China Shipping Container Lines.   CSCL had profits of 19.1 million RMB in the first half of 2015 compared with 406 million RMB in the first half of 2014, according to the company’s most recent financial statements. Revenues were 15.99 billion RMB in the first half of 2015 compared with 17.41 billion RMB in the first half of 2014.
   CSCL moved 3.99 million TEUs in the first half of the year, a 1 percent increase compared to the first half of 2014. Its volumes were down globally with the exception of the Asia-Pacific trade lanes, where volume rose 12.2 percent to 1,045,293 TEUs.
   “In second half of 2015, international trade still won’t be cheerful.
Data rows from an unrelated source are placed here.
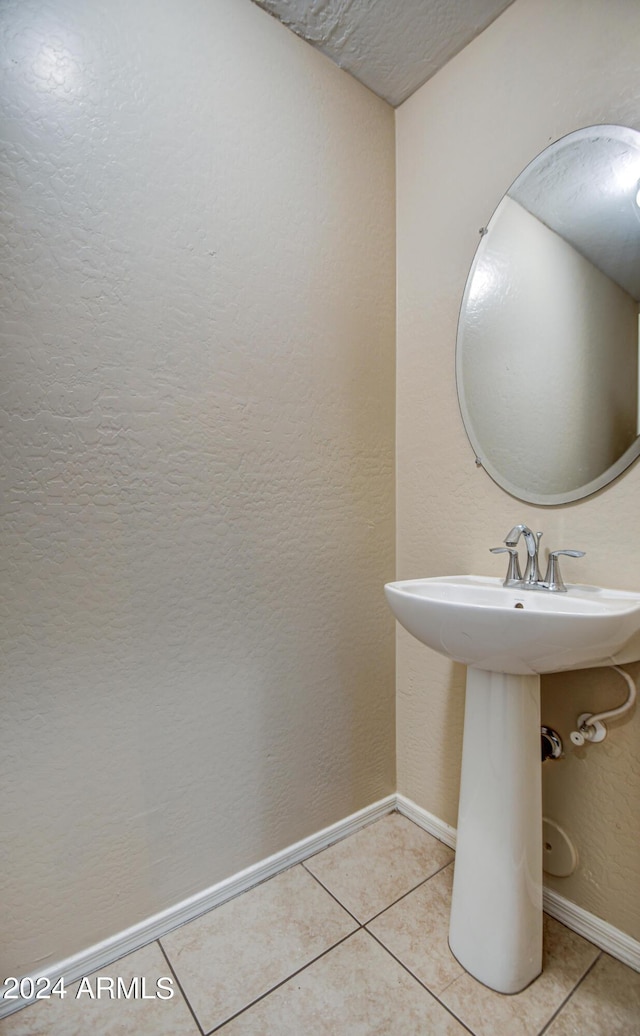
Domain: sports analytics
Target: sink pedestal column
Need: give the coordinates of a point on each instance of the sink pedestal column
(496, 923)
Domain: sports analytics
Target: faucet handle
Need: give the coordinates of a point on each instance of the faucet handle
(514, 575)
(553, 579)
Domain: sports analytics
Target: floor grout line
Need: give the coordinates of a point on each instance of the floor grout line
(569, 997)
(405, 894)
(278, 985)
(359, 923)
(180, 986)
(420, 982)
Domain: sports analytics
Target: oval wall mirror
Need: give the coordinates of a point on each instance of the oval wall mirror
(547, 352)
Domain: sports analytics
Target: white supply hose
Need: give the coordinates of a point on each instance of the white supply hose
(592, 727)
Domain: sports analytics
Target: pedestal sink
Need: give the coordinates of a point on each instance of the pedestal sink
(507, 637)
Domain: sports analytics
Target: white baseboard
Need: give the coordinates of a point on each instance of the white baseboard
(614, 942)
(132, 939)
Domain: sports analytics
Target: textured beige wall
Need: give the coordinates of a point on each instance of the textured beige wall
(197, 407)
(544, 68)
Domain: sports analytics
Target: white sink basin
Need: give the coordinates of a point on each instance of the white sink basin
(476, 621)
(506, 637)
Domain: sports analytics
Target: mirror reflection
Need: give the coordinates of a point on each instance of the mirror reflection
(547, 355)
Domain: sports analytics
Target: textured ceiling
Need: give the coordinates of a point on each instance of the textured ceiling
(390, 46)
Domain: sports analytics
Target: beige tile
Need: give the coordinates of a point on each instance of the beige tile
(371, 869)
(607, 1003)
(356, 988)
(566, 957)
(240, 950)
(416, 931)
(79, 1014)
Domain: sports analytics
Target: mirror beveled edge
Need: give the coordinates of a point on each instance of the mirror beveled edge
(482, 459)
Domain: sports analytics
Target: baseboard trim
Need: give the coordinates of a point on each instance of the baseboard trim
(614, 942)
(104, 953)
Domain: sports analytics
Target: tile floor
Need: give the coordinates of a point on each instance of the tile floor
(351, 942)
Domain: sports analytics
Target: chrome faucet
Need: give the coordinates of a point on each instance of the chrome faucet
(531, 572)
(531, 580)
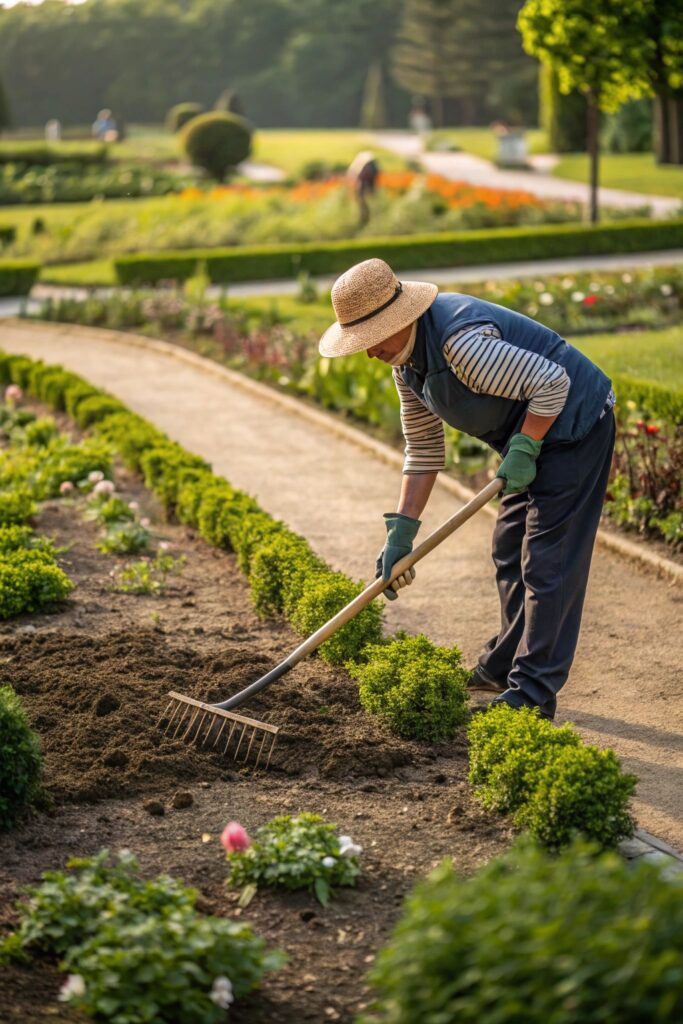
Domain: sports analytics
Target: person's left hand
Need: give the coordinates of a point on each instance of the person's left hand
(518, 467)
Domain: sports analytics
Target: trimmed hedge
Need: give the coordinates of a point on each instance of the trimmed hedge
(17, 276)
(580, 938)
(417, 251)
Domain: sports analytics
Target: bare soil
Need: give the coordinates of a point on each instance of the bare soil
(93, 677)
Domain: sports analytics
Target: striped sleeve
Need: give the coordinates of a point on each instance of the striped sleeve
(425, 446)
(487, 365)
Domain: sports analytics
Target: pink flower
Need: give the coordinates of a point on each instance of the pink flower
(235, 838)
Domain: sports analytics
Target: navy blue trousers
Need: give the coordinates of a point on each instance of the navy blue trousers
(543, 545)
With the massive influx of new shipping capacity, shipping market will face even more uncertainties,” said CSCL, which is a member of a different alliance, Ocean3, whose other members are CMA CGM and United Arab Shipping Co.
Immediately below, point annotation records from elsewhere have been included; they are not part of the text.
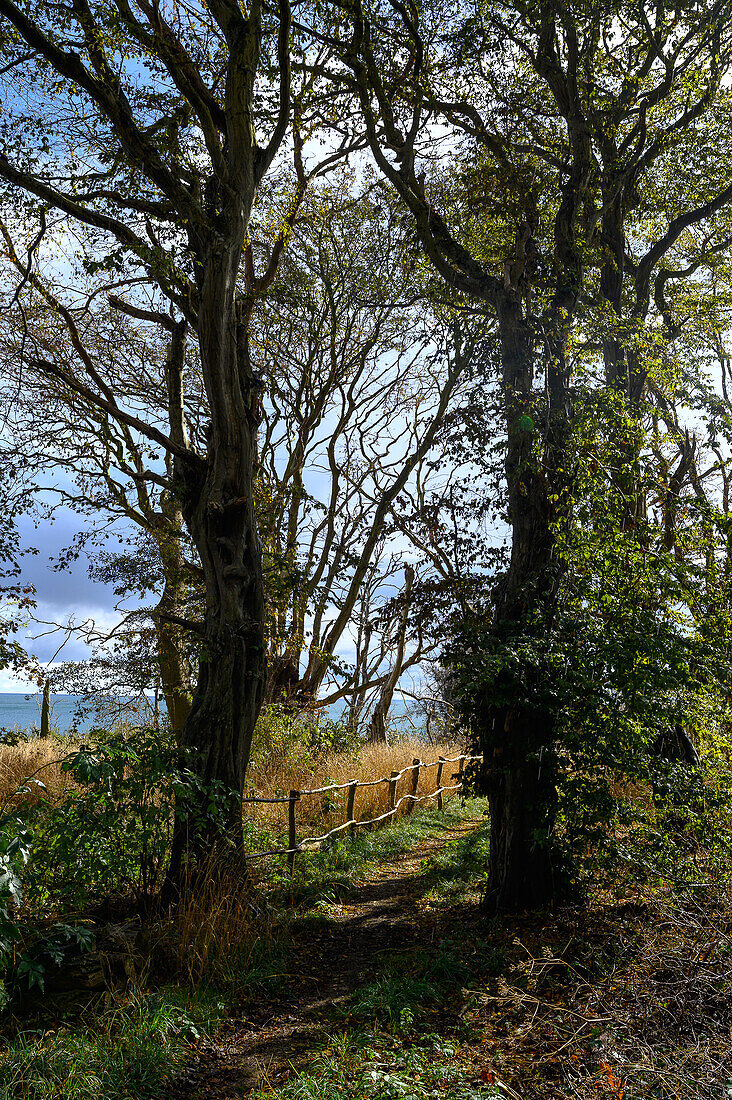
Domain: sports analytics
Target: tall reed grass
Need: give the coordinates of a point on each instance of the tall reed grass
(369, 763)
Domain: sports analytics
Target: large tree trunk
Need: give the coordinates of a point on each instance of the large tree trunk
(517, 730)
(174, 667)
(218, 507)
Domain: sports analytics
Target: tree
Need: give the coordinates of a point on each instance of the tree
(104, 470)
(528, 94)
(361, 375)
(149, 143)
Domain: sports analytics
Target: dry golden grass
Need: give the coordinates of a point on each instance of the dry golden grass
(291, 768)
(39, 758)
(215, 923)
(372, 762)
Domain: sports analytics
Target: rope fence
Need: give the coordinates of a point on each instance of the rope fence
(351, 823)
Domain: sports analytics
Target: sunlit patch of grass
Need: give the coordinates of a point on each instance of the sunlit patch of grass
(126, 1053)
(332, 873)
(458, 870)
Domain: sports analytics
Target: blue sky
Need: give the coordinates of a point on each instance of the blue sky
(61, 594)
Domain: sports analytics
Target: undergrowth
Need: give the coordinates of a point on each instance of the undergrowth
(128, 1051)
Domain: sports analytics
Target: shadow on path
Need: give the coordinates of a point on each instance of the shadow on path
(328, 964)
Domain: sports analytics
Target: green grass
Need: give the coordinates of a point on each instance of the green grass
(371, 1066)
(128, 1052)
(131, 1049)
(332, 873)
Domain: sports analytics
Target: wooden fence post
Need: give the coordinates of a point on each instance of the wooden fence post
(292, 835)
(394, 778)
(416, 763)
(351, 805)
(440, 765)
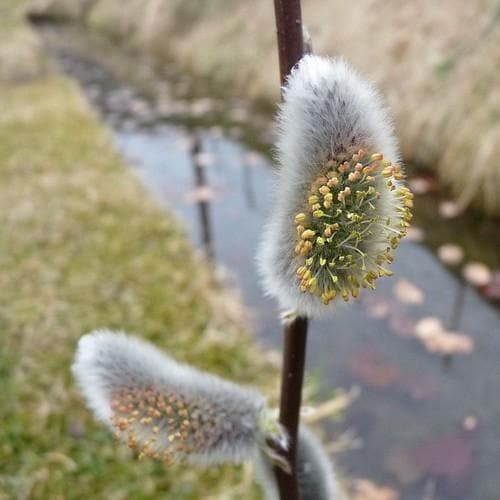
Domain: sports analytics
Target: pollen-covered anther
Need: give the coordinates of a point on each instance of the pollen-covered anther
(162, 425)
(346, 233)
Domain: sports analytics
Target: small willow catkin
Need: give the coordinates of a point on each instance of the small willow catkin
(340, 205)
(167, 410)
(315, 472)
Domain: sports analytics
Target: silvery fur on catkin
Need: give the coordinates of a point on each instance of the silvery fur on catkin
(314, 470)
(327, 108)
(107, 362)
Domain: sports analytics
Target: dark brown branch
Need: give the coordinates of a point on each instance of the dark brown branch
(290, 48)
(289, 29)
(292, 376)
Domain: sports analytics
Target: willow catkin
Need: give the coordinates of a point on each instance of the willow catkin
(168, 410)
(340, 206)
   “The shipping industry is gradually developing towards scale expansion, intensive operation and supply chain integration. Thresholds of market entry and service standards will continues to rise along with the increasing scale of container liners, innovations in large vessel operations and in service concepts,” said CSCL. “In response to the ever changing shipping market, the company will actively adjust its strategic thinking and endeavor to create its service advantage, cost advantage and competitive edge, to become bigger and stronger.”
   China Shipping said in the first half of 2015 it enhanced strategic cooperation with China Railway Corp., with the loaded container volumes of railway transportation increasing 60 percent.

Chris Dupin

Chris Dupin has written about trade and transportation and other business subjects for a variety of publications before joining American Shipper and Freightwaves.